Waarom heeft het kabinet er onlangs voor gekozen om extra geld vrij te maken voor bestuursrechtelijke onderzoeken? Wat is uw reactie op de stelling dat hiermee geen grote fraudeurs worden gepakt? Vindt u dit wenselijk? Welke maatregelen gaat u nemen om juist grote fraudeurs effectiever aan te pakken?

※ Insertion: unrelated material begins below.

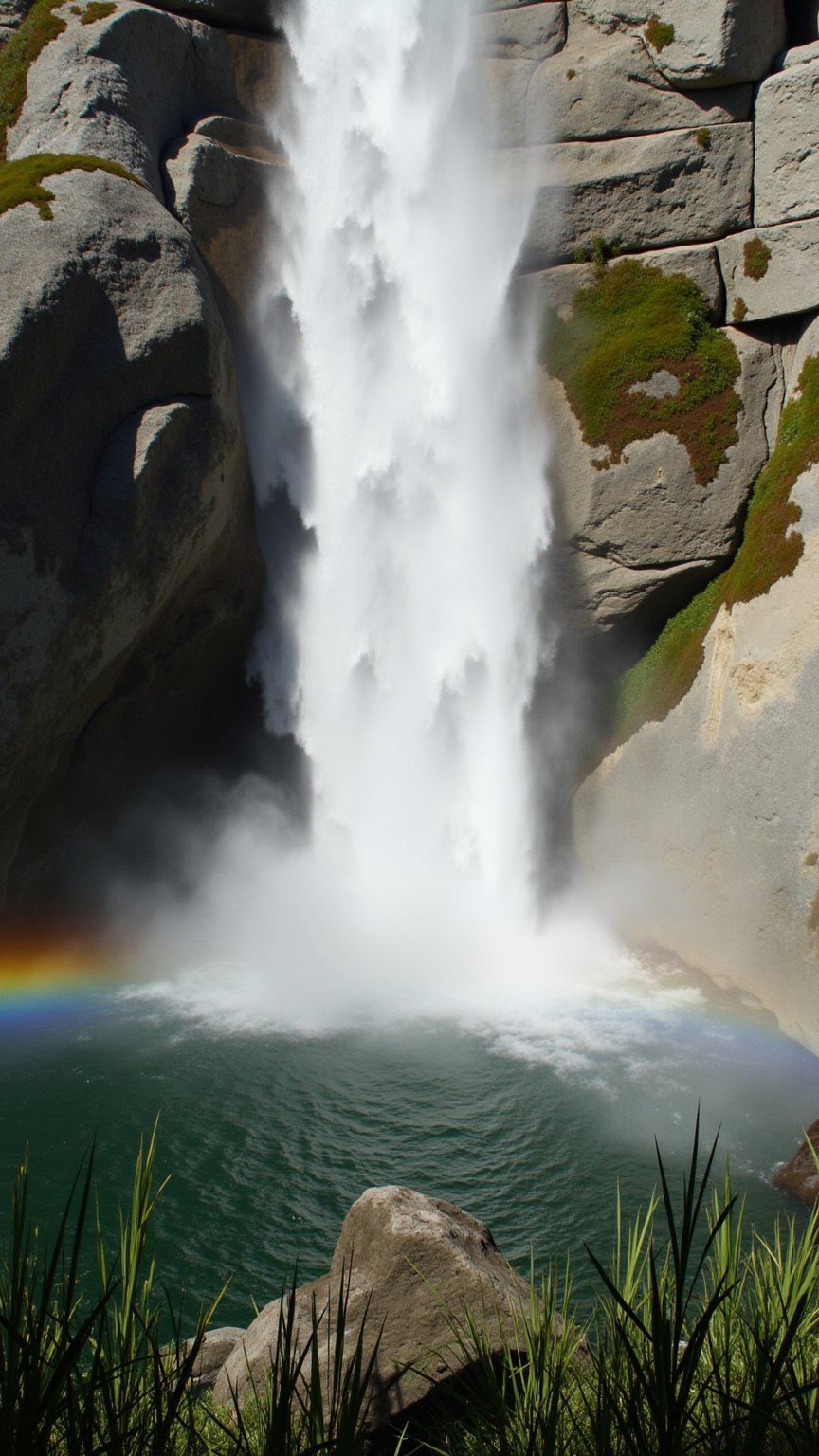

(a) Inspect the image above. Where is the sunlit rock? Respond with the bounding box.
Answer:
[212,1187,529,1426]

Hoe past het kabinetsbesluit, om meer capaciteit vrij te maken om kleine fraudeurs en mensen die buiten hun schuld om een fout maken op te sporen in de aangekondigde versoepeling van de Wet aanscherping handhaving en sanctiebeleid SZW-wetgeving? Waarom neemt het kabinet keiharde maatregelen tegen mensen met een uitkering die per ongeluk een fout maken, terwijl de grote fraudeurs buiten schot blijven?

Antwoord 4 en 5

Ik ga er vanuit dat u met de door u genoemde «bestuursrechtelijk onderzoeken» doelt op de landelijke aanpak adreskwaliteit van het Ministerie van BZK. Het kabinet heeft onlangs besloten € 13 miljoen vrij te maken om risicogericht adresonderzoek te organiseren. Hiermee worden adresonderzoeken ingezet om de kwaliteit van de geregistreerde adressen in de basisregistratie personen (BRP) te verhogen en personen op te sporen die een financieel gewin halen uit incorrecte adresgegevens. Door aanvullend op bestaande adresonderzoeken signalen van verschillende afnemers van de BRP in samenhang te bezien, ontstaat een beter beeld van potentiële adresgerelateerde fraude. Hierdoor komen ook de meer complexe situaties waarbij oneigenlijk gebruik wordt gemaakt van meerdere toeslagen en regelingen aan het licht. De omvang van de fraude is in dit onderzoek niet afgebakend tot kleine zaken. Het gaat om alle overtredingen.